When finished cooking, fluff quinoa with a fork and transfer to a non-metal bowl to cool off before mixing with the fresh salad ingredients.
ASSEMBLE THE SALAD
Mix all of the ingredients except for the avocado in a large bowl. Add the cooled quinoa, cover and refrigerate until ready to serve..
When you’re ready to serve, peel and dice your avocado.
Spoon the salad into individual bowls and top with ½ an avocado per person (or as desired –see cooks notes for portion guidance).
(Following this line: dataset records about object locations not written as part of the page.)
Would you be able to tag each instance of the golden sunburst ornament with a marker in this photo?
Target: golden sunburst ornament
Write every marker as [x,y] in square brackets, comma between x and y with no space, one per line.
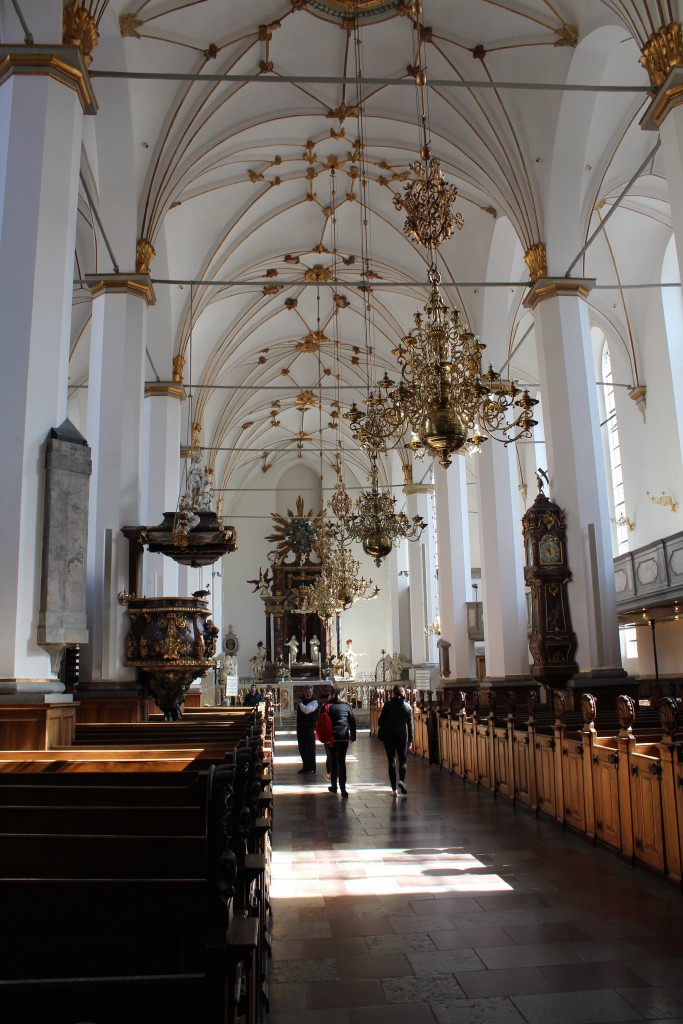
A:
[296,534]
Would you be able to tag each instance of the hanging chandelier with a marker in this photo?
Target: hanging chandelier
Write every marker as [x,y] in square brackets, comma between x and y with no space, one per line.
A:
[451,404]
[376,524]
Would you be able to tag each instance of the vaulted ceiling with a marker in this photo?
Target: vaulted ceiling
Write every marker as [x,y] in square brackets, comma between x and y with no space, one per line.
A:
[251,187]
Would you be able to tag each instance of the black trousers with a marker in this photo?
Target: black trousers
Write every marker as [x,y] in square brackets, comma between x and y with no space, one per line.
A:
[338,764]
[306,738]
[396,750]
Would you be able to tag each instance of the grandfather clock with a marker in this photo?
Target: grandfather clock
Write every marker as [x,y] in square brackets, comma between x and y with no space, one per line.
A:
[552,642]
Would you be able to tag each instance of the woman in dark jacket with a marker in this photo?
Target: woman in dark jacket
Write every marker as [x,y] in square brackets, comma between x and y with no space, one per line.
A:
[395,730]
[343,732]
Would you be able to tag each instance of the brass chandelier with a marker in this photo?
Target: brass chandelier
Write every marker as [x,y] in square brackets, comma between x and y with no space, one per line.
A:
[451,404]
[377,525]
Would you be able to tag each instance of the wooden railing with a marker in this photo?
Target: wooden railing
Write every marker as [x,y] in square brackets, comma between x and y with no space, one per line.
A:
[615,777]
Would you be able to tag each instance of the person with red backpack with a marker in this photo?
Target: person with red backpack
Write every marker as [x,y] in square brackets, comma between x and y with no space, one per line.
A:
[324,732]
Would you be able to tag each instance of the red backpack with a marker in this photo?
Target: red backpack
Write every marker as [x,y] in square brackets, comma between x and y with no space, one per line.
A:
[324,726]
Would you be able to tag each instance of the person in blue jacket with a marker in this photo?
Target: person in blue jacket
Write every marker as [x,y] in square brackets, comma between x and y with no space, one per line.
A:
[343,733]
[395,730]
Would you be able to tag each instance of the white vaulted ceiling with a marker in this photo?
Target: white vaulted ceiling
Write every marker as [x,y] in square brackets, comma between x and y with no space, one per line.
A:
[236,182]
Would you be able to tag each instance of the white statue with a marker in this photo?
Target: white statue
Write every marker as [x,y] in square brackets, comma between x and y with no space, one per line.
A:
[293,645]
[314,647]
[258,660]
[350,660]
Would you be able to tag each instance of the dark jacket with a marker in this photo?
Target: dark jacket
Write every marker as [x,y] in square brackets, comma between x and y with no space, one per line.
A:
[395,723]
[343,721]
[306,719]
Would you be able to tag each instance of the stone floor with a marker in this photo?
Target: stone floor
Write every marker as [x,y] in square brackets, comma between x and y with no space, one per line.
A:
[451,906]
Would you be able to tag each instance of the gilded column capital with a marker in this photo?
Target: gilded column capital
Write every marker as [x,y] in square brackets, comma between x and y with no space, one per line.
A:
[165,389]
[120,284]
[668,97]
[418,488]
[555,288]
[79,29]
[662,52]
[144,253]
[537,261]
[62,64]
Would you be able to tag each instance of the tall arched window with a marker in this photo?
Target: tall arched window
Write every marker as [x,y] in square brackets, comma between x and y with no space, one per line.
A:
[614,452]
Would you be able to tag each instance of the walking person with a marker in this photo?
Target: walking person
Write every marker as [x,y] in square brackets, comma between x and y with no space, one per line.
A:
[395,730]
[343,733]
[306,717]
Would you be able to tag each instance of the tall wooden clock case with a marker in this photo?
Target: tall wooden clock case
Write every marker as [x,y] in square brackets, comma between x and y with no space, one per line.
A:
[552,642]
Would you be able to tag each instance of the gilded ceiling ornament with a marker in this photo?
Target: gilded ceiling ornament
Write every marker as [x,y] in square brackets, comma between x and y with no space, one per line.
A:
[311,342]
[342,112]
[178,367]
[144,253]
[351,8]
[662,52]
[537,261]
[567,35]
[79,29]
[317,272]
[305,399]
[128,26]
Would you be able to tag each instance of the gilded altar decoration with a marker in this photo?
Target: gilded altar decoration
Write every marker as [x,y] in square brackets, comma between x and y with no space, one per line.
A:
[662,52]
[144,253]
[79,29]
[537,261]
[296,534]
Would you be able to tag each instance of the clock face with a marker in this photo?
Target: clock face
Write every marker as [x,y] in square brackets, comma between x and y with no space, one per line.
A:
[550,552]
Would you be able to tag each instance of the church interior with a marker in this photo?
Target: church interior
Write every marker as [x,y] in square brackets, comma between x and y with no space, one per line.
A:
[408,269]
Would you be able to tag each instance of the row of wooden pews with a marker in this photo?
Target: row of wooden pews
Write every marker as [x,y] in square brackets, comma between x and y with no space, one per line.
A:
[134,871]
[612,773]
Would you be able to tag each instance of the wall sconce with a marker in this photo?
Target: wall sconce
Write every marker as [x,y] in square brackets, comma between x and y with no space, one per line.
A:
[666,501]
[624,521]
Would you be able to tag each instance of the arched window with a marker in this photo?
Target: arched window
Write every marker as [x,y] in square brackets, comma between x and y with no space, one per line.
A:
[611,430]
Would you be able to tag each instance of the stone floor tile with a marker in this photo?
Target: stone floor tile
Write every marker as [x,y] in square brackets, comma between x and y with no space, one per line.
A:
[590,1007]
[425,988]
[659,1000]
[520,981]
[407,1013]
[390,966]
[497,1010]
[340,993]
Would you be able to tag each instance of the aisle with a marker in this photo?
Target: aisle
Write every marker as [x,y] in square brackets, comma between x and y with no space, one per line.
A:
[450,905]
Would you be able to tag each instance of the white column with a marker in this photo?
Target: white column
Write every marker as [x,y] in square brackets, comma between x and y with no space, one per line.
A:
[454,564]
[421,562]
[40,151]
[163,414]
[502,569]
[575,465]
[115,432]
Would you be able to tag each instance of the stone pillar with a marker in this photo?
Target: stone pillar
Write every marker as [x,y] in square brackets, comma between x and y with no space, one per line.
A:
[575,465]
[163,413]
[454,565]
[502,570]
[62,619]
[421,569]
[43,95]
[115,431]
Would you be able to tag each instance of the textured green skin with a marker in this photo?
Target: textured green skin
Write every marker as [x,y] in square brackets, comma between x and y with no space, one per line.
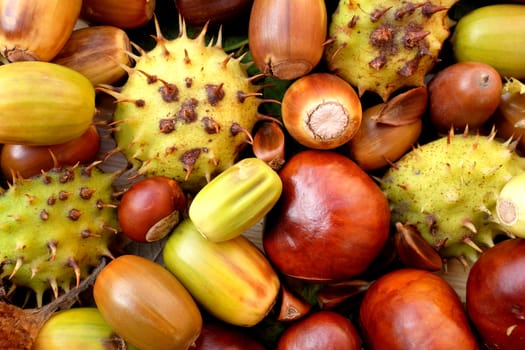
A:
[157,153]
[350,53]
[24,234]
[452,181]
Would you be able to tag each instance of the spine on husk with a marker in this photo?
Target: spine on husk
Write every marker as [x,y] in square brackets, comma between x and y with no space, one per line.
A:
[448,190]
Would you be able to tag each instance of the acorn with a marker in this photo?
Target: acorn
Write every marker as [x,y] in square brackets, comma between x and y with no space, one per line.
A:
[232,280]
[98,52]
[79,328]
[45,104]
[146,305]
[123,14]
[32,30]
[286,36]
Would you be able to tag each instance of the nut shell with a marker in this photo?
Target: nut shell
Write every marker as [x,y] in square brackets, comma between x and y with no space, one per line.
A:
[36,30]
[286,36]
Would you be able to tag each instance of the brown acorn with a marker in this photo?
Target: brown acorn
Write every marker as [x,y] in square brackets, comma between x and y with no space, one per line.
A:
[286,36]
[33,30]
[98,52]
[123,14]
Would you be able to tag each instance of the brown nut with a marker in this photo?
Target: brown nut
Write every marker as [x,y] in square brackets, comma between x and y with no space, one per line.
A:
[35,30]
[97,52]
[123,14]
[321,111]
[286,36]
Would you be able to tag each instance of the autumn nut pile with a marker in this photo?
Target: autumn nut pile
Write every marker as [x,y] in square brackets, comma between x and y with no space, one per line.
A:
[261,174]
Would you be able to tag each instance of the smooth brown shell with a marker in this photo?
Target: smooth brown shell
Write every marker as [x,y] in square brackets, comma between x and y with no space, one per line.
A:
[36,30]
[213,11]
[331,220]
[496,295]
[325,330]
[413,309]
[146,305]
[286,36]
[465,93]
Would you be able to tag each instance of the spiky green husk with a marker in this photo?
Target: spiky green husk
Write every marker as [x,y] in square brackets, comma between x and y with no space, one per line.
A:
[382,46]
[55,227]
[448,190]
[186,110]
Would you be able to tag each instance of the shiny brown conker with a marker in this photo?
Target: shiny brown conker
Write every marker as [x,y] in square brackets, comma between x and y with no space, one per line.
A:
[150,208]
[327,330]
[464,93]
[495,295]
[27,160]
[414,309]
[331,221]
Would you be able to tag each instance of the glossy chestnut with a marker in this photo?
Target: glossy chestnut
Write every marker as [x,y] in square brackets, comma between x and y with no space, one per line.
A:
[150,208]
[216,335]
[465,93]
[413,309]
[331,221]
[495,296]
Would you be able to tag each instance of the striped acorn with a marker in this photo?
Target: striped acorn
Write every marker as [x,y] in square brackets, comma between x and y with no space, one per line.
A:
[232,280]
[235,200]
[44,103]
[79,328]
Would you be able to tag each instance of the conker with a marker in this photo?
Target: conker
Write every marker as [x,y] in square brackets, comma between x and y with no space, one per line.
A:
[495,295]
[413,309]
[28,160]
[150,208]
[325,330]
[464,93]
[331,221]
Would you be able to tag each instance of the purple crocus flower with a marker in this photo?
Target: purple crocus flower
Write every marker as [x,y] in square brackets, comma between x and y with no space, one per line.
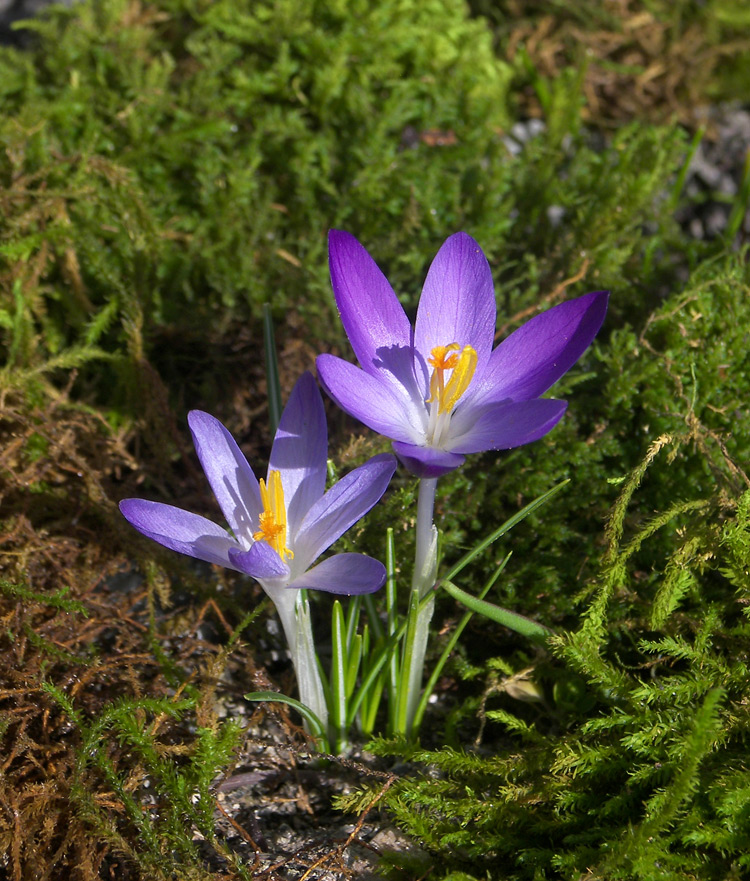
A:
[439,390]
[280,526]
Recipe & Photo Credit: Cathy Menees
I cook the quinoa as above with the garlic and salt just to infuse the grain itself with a little flavor. You can of course just cook as directed on the label, it’s up to you!
** I've seen in the US that some quinoa comes rinsed and partially cooked, so the cooking instructions will call for 15 minutes on the stove. So be sure to read the label and adjust your cooking time as needed.
As a main dish, I would serve 1 ¼ cup of the prepared salad and ½ of an avocado per person.
As a side dish, well…that of course depends on whether or not you’re putting something else on the plate, so I’ll leave that up to you and your individual tastes!!
I noticed that I lost about ½ of the weight of the packet of mint when I stripped the leaves from the stems. So for planning, you want to buy about 40g of mint to end of with 20g of leaves for chopping.
Wait to cut the avocado until you are ready to serve, as it will start to turn brown if cut too far in advance. Also, avocado that has been peeled and cut doesn’t do so well after 1 day, so only cut the amount of avocado you need on the day you need it - if you mix cut avocado with the salad and then store if your fridge a few days, you will be greeted by a very soggy, soft bite of avocado that I don’t think you will find very pleasing.
I had this salad (without the avocado) in my refrigerator for 1 week and it was super – the veggies were crunchy and the feta held its shape. It was great to have on hand for lunches, snacks to stave off hunger, or a side at dinner.